Limitations and Future Research
A limitation of our study is the single case study design and the particular inter-organizational context of COOP as a cooperative, which raises questions about the generalisability of our findings. Thus, future research might explore how leadership as a collaborative agency is (re)created in other inter-organizational networks as well as within the boundaries of one organization. Furthermore, as our interviewees evaluated the overall Spirit project as an inter-organizational success enabling the creation of legitimacy, research exploring the creation or loss of legitimacy in less favorable contexts would be highly useful.
Conclusion
In today's society undergoing large-scale changes, where demands on organizations are increasing, even competing firms collaborate to address these demands, and organizations are joining forces to contribute to the management of societal challenges, it is becoming increasingly important to better understand organizational networks. This study contributes to a better understanding of organizational networks by showing how an organization can enact and re-enact leadership legitimacy in terms of very limited formal and informal power in a heterarchical network of organizations. In this way, we advance our understanding of how organizational networks can be led. Our hope is to inspire future research and practitioners facing the challenges of leading an organizational network.
Footnotes
Appendix
Interview guide
Introduction: Short presentation of the project and interviewer, the interviewee, and his or her bank Spirit Project
What was yours and your bank's expectation towards Spirit? How was the bank involved in Spirit? What was Spirit´s outcome for the bank?
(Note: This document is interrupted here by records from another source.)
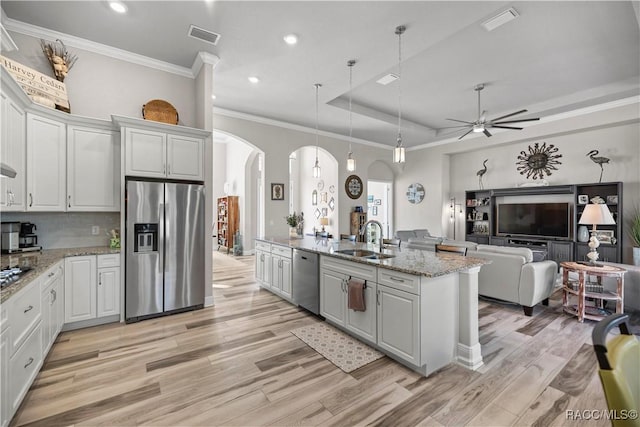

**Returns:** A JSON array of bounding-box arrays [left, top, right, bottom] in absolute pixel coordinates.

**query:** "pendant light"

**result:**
[[312, 83, 322, 178], [393, 25, 406, 164], [346, 60, 357, 172]]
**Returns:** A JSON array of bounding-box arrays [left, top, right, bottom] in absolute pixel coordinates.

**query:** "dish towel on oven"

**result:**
[[347, 278, 366, 312]]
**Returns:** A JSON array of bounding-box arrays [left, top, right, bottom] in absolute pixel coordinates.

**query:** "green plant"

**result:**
[[285, 212, 301, 227], [630, 207, 640, 247]]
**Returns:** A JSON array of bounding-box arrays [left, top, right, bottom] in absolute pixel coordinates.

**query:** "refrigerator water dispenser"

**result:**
[[134, 223, 158, 252]]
How do you evaluate Spirit? Volksbanken/Raiffeisenbanken Organisation
How do you and your bank experience the FED organization? How does FED play its role as a strategic competence center despite its lack of formal power? How do the regional structures in COOP act? How would you describe their role in the coop organization? How does exchange take place between local banks (e.g. knowledge exchange groups)?
Declaration of Conflicting Interests
The author(s) declared no potential conflicts of interest with respect to the research, authorship, and/or publication of this article.
Funding
The author(s) received no financial support for the research, authorship, and/or publication of this article.